Because I’m a person who believes that individual sustained action, no matter how modest, can make a difference, last year I decided to begin disposing of my home’s food scraps at a composting collection site.
It was my small individual-action resolution for 2025.
It meant that most Saturday mornings, I’d drive to the Holly Hill Resource Recovery Facility —my town’s waste disposal and recycling site, better known as “the dump” —to drop a compostable bag filled with my family’s weekly scraps into one of three large black bins.
I quickly developed a liking for this routine. My minor weekly act of environmentalism made me feel good. Plus, the dump is a happening place, let me tell you.
You drive in, and, depending on the day, a staff member checks that you have the required permit, the kind you hang on the rearview mirror. At $25, I think it’s a bargain.

In addition to various receptacles for recyclables (from cardboard and paper to electronics and metal), there’s a Goodwill collection site, a stand to donate and take books (for free, of course), and a clothing donation bin.
Really, unless you have a hoarding problem, there’s no excuse for anyone’s home to be cluttered with stuff they don’t want.
Saturday at midmorning being the dump’s busiest time, townsfolk are laser-focused on properly depositing their stuff so they can quickly leave, making room for the next car.
These are my people! Boy, am I ever proud to be a permit-carrying resident of this town’s dump.
I’ve grown to think of the dump as a sacred space, which is why I almost had a heart attack on my last 2025 trip there this past December 31st: As I was driving away after dropping off my compostable bag, I witnessed a staff rolling the food scraps bins into the large covered area for regular trash.
Is this a trick?
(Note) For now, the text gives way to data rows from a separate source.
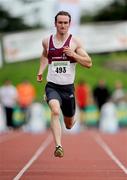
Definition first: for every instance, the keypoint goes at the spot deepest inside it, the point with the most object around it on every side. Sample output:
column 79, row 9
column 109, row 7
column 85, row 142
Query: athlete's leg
column 69, row 122
column 55, row 123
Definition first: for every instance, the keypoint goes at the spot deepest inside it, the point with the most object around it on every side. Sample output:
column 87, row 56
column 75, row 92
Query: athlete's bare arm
column 43, row 60
column 78, row 53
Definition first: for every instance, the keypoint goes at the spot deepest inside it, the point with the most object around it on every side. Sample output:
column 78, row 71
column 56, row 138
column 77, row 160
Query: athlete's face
column 62, row 24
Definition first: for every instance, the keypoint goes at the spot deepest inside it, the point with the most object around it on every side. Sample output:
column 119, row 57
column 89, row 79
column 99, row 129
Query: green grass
column 28, row 69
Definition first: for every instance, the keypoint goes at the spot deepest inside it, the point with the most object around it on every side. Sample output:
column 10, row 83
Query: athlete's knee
column 55, row 111
column 68, row 123
column 68, row 126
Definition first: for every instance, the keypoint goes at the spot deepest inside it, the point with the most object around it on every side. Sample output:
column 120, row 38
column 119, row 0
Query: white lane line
column 109, row 152
column 10, row 137
column 40, row 150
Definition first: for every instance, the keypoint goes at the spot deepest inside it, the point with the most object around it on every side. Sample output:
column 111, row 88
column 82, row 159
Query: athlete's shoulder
column 45, row 41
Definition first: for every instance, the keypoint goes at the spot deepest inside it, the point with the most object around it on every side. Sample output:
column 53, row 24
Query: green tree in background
column 116, row 11
column 8, row 23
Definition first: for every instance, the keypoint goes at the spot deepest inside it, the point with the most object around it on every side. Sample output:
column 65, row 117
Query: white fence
column 97, row 38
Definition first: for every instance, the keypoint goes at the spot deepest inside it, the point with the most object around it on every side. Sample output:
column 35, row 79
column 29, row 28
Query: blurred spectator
column 26, row 95
column 101, row 93
column 3, row 124
column 8, row 99
column 108, row 118
column 82, row 91
column 118, row 94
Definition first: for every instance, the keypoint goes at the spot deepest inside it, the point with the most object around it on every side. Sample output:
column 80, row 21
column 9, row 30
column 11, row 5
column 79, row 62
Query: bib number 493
column 60, row 70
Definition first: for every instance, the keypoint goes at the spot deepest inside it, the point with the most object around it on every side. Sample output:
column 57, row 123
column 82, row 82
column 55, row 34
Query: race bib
column 61, row 67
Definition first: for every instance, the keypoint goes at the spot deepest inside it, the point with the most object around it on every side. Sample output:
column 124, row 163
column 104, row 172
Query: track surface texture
column 89, row 155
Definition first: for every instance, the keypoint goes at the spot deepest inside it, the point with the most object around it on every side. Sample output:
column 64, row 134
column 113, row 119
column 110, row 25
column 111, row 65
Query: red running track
column 89, row 155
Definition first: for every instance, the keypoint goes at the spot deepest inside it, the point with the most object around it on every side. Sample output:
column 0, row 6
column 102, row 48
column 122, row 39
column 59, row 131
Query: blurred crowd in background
column 96, row 107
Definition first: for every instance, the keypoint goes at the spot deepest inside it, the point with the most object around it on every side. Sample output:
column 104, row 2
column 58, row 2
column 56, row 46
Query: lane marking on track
column 40, row 150
column 109, row 152
column 10, row 136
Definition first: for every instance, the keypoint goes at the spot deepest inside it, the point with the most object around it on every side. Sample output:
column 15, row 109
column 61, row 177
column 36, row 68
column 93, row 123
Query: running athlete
column 61, row 52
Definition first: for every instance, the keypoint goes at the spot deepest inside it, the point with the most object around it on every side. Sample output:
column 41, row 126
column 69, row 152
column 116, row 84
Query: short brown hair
column 64, row 13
Do they just mix into the trash all the scraps we devoted recyclers collect?
Man, was I ever disappointed and pissed. I’m gonna get to the bottom of this, if it’s the last thing I do, I thought.
I would just have to do it on my next visit, though. I was with Diego, my 32-year-old developmentally disabled routine-loving son, who’s as committed as I am to our weekly visit to Holly Hill. What with the end-of-year-frenzy, we had places to go and things to do.
A week later, I returned to the dump, alone. Then, as I was dropping my scraps bag into the bin, a staff member approached to roll one of the bins into the covered area.
I’d given the institution the benefit of the doubt, rationalizing that what I’d witnessed on December 31st was a one-off: the scraps collectors were on vacation and their flight was delayed, or maybe they were sick with the flu, or their truck had broken down. But no! It was all a big scam.
“Sir, may I ask where you’re taking that bin? You don’t mix the food scraps with the rest of the garbage, do you?” I asked the staff.
“Oh, no,” he said. “It’s just that we have larger receptacles in there. We empty these bins when they’re full.”
“Thank goodness! I’ve been doing this for a year now and for a moment I thought it was all for nothing.”
“No way. This is a very successful program.”
Another lesson on not jumping to conclusions.
Small individual action resolution for 2026:
(1) Continue with the noble task of collecting food scraps, and
(2) Drink sparkling water only when it comes from our new SodaStream —a Christmas present from my son Andres and his sensational girlfriend, Lilly.
I believe in the three Rs: Reduce, Reuse, Recycle.